Python - parse IPv4 addresses from string (even when censored)

Question 1

The code below will...

find IPs in strings even when censored (ex: 192.168.1[dot]20 or 10.10.10 .21)
place them into a list
clean them of the censorship (spaces/braces/parenthesis)
and replace the uncleaned list entry with the cleaned one.

Caveat: The code below does not account for incorrect/non-valid IPs such as 192.168.0.256 or 192.168.1.2.3 Currently, it will drop the trailing digit (6 and 3 from the aforementioned). If its first octet is invalid (ex: 256.10.10.10), it will drop the leading digit (resulting in 56.10.10.10).


import re

def extractIPs(fileContent):
    pattern = r"((25[0-5]|2[0-4][0-9]|[01]?[0-9][0-9]?)([ (\[]?(\.|dot)[ )\]]?(25[0-5]|2[0-4][0-9]|[01]?[0-9][0-9]?)){3})"
    ips = [each[0] for each in re.findall(pattern, fileContent)]   
    for item in ips:
        location = ips.index(item)
        ip = re.sub("[ ()\[\]]", "", item)
        ip = re.sub("dot", ".", ip)
        ips.remove(item)
        ips.insert(location, ip) 
    return ips


myFile = open('***INSERT FILE PATH HERE***')
fileContent = myFile.read()

IPs = extractIPs(fileContent)
print "Original file content:\n{0}".format(fileContent)
print "--------------------------------"
print "Parsed results:\n{0}".format(IPs)

Question 2

Here is a regex that works:

import re
pattern = r"((([01]?[0-9]?[0-9]|2[0-4][0-9]|25[0-5])[ (\[]?(\.|dot)[ )\]]?){3}([01]?[0-9]?[0-9]|2[0-4][0-9]|25[0-5]))"
text = "The following are IP addresses: 192.168.1.1, 8.8.8.8, 101.099.098.000. These can also appear as 192.168.1[.]1 or 192.168.1(.)1 or 192.168.1[dot]1 or 192.168.1(dot)1 or 192 .168 .1 .1 or 192. 168. 1. 1. "
ips = [match[0] for match in re.findall(pattern, text)]
print ips

# output: ['192.168.1.1', '8.8.8.8', '101.099.098.000', '192.168.1[.]1', '192.168.1(.)1', '192.168.1[dot]1', '192.168.1(dot)1', '192 .168 .1 .1', '192. 168. 1. 1']

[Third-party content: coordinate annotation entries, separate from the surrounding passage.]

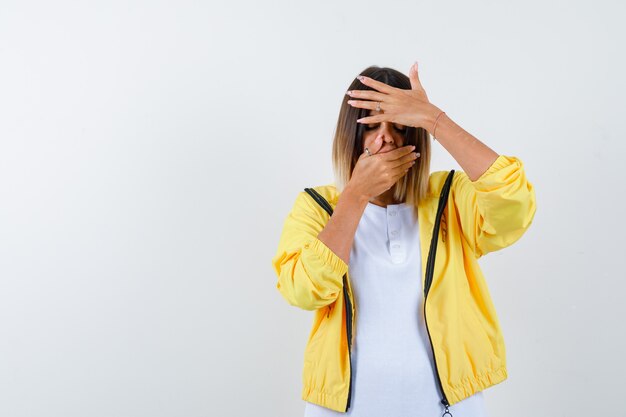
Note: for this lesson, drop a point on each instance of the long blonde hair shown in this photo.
(348, 141)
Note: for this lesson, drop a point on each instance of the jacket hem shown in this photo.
(472, 385)
(334, 402)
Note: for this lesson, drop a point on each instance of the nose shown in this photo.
(384, 131)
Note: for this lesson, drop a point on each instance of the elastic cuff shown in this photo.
(325, 253)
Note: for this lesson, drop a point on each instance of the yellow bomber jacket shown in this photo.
(481, 216)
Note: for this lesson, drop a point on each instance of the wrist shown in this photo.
(431, 117)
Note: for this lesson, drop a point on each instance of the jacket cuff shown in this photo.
(329, 257)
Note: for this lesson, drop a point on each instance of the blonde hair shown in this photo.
(348, 141)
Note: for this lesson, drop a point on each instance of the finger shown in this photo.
(414, 78)
(367, 94)
(381, 117)
(377, 145)
(410, 157)
(385, 88)
(374, 147)
(365, 104)
(397, 153)
(401, 170)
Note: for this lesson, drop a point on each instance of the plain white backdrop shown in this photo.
(150, 151)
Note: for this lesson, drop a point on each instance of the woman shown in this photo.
(400, 328)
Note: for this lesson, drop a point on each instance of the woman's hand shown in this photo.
(375, 174)
(406, 107)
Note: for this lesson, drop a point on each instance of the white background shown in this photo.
(150, 151)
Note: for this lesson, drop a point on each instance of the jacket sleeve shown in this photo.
(309, 272)
(497, 208)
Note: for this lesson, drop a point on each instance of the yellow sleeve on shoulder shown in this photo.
(497, 208)
(309, 272)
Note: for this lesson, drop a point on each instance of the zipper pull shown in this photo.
(447, 410)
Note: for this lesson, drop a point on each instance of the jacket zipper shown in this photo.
(430, 269)
(348, 306)
(444, 400)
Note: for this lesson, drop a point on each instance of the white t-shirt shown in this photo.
(393, 373)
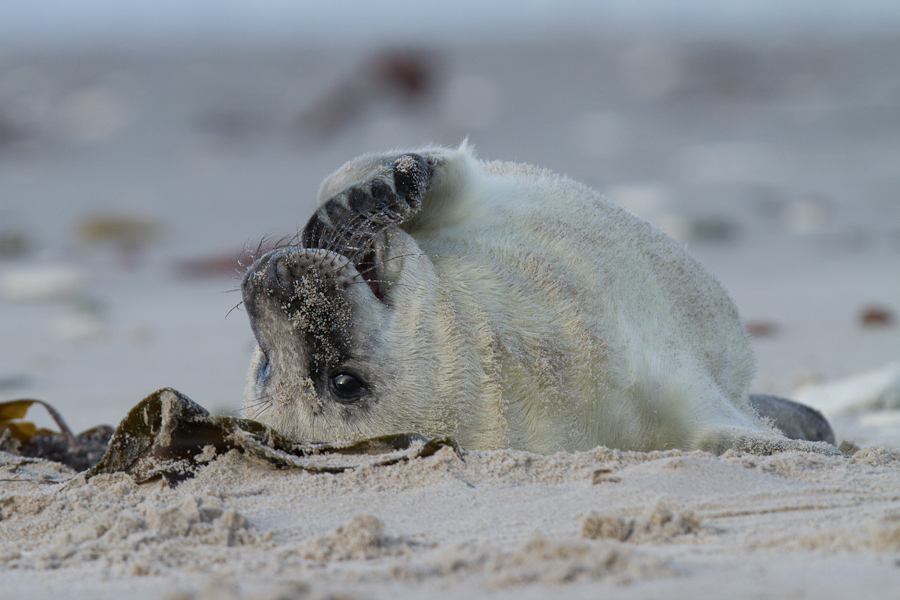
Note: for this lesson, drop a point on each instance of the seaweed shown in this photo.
(24, 438)
(170, 436)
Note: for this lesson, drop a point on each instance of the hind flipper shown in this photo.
(796, 421)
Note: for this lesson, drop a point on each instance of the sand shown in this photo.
(492, 524)
(775, 161)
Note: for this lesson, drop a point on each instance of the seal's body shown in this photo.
(498, 304)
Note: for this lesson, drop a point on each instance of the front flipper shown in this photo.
(796, 421)
(349, 221)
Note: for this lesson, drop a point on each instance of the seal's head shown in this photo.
(329, 363)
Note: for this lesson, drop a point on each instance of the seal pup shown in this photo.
(501, 305)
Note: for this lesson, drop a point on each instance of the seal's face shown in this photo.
(323, 312)
(317, 323)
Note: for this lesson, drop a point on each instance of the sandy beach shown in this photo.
(773, 160)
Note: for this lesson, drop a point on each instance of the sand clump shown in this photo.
(659, 524)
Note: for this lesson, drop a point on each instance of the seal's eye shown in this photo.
(347, 387)
(263, 368)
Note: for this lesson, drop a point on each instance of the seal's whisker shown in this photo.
(235, 307)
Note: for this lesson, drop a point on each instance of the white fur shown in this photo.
(528, 311)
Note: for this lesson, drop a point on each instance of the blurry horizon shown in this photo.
(57, 24)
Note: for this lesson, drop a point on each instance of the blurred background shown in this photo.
(145, 146)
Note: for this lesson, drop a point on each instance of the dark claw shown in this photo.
(411, 175)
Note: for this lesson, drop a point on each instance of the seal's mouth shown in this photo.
(366, 268)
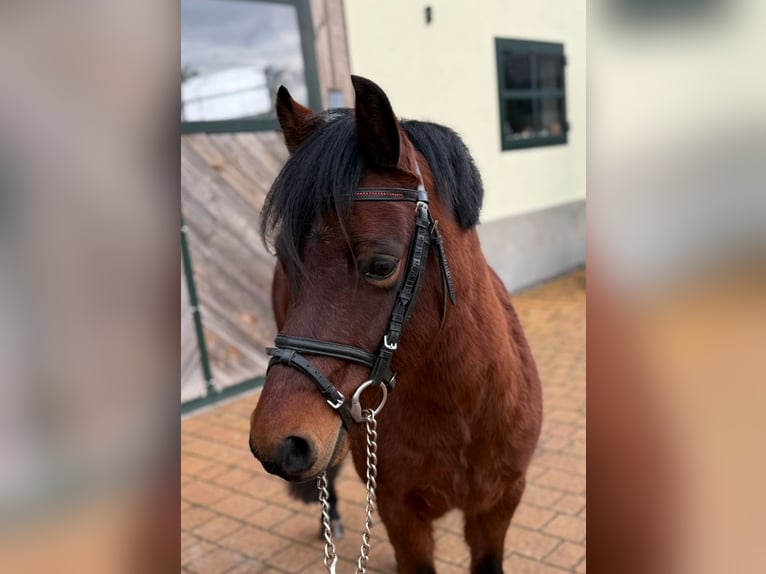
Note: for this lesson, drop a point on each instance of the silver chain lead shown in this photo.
(330, 554)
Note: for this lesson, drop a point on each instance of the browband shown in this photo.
(289, 348)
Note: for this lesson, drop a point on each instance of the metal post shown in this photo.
(191, 286)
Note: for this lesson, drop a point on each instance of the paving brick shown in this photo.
(239, 505)
(254, 542)
(195, 550)
(532, 517)
(452, 548)
(522, 565)
(530, 543)
(540, 495)
(202, 493)
(233, 477)
(271, 515)
(298, 558)
(567, 527)
(562, 481)
(215, 562)
(249, 566)
(195, 516)
(566, 555)
(570, 504)
(217, 527)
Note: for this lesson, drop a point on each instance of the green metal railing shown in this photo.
(212, 394)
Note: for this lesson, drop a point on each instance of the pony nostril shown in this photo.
(296, 455)
(253, 449)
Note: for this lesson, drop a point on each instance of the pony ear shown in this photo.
(376, 126)
(297, 122)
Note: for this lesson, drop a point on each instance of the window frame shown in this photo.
(310, 71)
(532, 48)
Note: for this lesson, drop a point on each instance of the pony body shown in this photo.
(461, 426)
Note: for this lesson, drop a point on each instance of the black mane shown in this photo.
(327, 168)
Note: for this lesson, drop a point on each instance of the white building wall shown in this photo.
(446, 72)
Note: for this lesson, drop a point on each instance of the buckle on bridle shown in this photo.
(339, 403)
(356, 406)
(389, 346)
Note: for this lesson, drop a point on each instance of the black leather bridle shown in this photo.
(289, 350)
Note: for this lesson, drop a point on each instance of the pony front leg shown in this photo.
(411, 536)
(485, 532)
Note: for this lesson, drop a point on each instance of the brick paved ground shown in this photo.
(235, 518)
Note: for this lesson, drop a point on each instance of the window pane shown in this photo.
(517, 71)
(549, 71)
(519, 119)
(234, 56)
(551, 121)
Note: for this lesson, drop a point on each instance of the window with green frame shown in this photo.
(234, 56)
(532, 93)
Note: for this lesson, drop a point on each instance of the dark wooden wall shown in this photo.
(224, 179)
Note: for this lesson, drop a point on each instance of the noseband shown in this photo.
(289, 350)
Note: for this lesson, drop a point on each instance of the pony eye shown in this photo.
(380, 267)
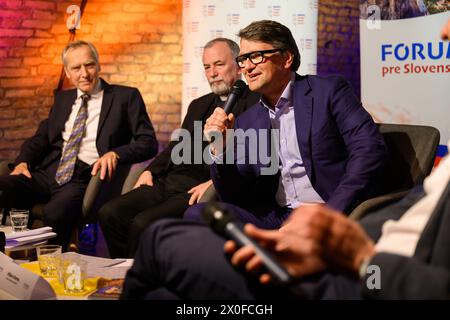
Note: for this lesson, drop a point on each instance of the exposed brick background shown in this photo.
(139, 43)
(338, 40)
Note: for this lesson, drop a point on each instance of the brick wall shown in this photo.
(139, 44)
(338, 40)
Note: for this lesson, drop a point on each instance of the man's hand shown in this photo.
(21, 168)
(107, 164)
(345, 243)
(300, 256)
(219, 121)
(198, 191)
(145, 178)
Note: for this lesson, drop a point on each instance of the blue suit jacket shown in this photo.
(340, 145)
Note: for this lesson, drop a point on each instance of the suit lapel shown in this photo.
(63, 110)
(303, 103)
(106, 105)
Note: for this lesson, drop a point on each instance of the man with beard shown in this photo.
(166, 189)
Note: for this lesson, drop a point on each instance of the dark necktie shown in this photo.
(70, 152)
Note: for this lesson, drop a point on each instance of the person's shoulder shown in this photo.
(206, 98)
(121, 88)
(66, 93)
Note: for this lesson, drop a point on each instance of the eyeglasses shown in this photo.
(255, 57)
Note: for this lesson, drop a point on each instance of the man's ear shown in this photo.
(289, 60)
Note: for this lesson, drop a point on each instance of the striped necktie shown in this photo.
(70, 152)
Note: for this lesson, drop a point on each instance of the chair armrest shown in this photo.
(133, 175)
(375, 203)
(209, 195)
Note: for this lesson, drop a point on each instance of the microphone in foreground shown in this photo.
(235, 94)
(221, 221)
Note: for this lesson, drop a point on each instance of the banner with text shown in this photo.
(405, 66)
(204, 20)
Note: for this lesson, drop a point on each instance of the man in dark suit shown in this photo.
(330, 150)
(166, 189)
(399, 252)
(92, 128)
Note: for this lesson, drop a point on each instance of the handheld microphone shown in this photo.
(221, 221)
(235, 94)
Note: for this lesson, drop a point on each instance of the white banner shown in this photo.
(204, 20)
(405, 69)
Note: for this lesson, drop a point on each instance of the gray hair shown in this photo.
(234, 47)
(274, 33)
(78, 44)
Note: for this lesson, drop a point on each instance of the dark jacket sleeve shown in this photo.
(143, 145)
(408, 278)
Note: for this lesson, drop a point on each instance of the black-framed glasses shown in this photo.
(255, 57)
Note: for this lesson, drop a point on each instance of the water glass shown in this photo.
(19, 219)
(73, 273)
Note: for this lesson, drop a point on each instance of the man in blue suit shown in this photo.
(330, 150)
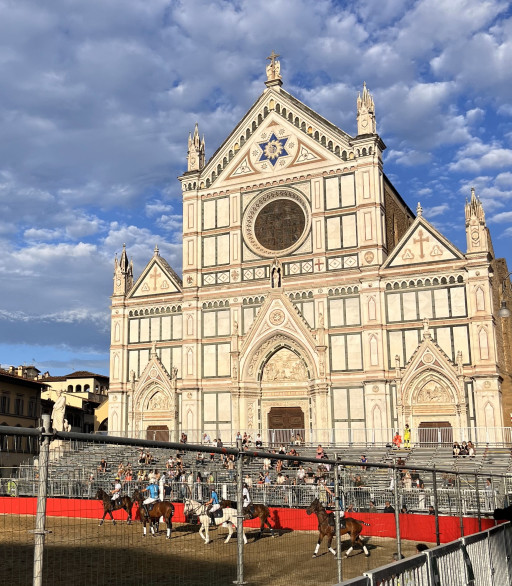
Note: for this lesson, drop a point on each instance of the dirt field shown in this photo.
(79, 553)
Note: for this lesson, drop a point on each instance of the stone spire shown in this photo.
(366, 123)
(476, 228)
(196, 150)
(273, 70)
(123, 274)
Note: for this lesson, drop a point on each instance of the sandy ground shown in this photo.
(78, 552)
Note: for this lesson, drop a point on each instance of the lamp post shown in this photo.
(504, 311)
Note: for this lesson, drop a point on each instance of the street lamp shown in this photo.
(504, 311)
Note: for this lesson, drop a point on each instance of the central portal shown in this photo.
(285, 422)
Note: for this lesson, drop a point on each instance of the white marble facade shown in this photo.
(310, 290)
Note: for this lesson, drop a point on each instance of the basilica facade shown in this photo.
(312, 297)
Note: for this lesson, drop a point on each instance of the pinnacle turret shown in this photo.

The regex has a few main parts, which I will explain here:

([01]?[0-9]?[0-9]|2[0-4][0-9]|25[0-5])
This matches the numerical parts of the ip address. | means "or". The first case handles numbers from 0 to 199 with or without leading zeroes. The second two cases handle numbers over 199.
[ (\[]?(\.|dot)[ )\]]?
This matches the "dot" parts. There are three sub-components:
- [ (\[]? The "prefix" for the dot. Either a space, an open paren, or open square brace. The trailing ? means that this part is optional.
- (\.|dot) Either "dot" or a period.
- [ )\]]? The "suffix". Same logic as the prefix.
{3} means repeat the previous component 3 times.
The final element is another number, which is the same as the first, except it is not followed by a dot.

Question 3

Description

This regex will match each of four octets of a what looks like an IP address. Each of the octets will be placed into it's own capture group for collection.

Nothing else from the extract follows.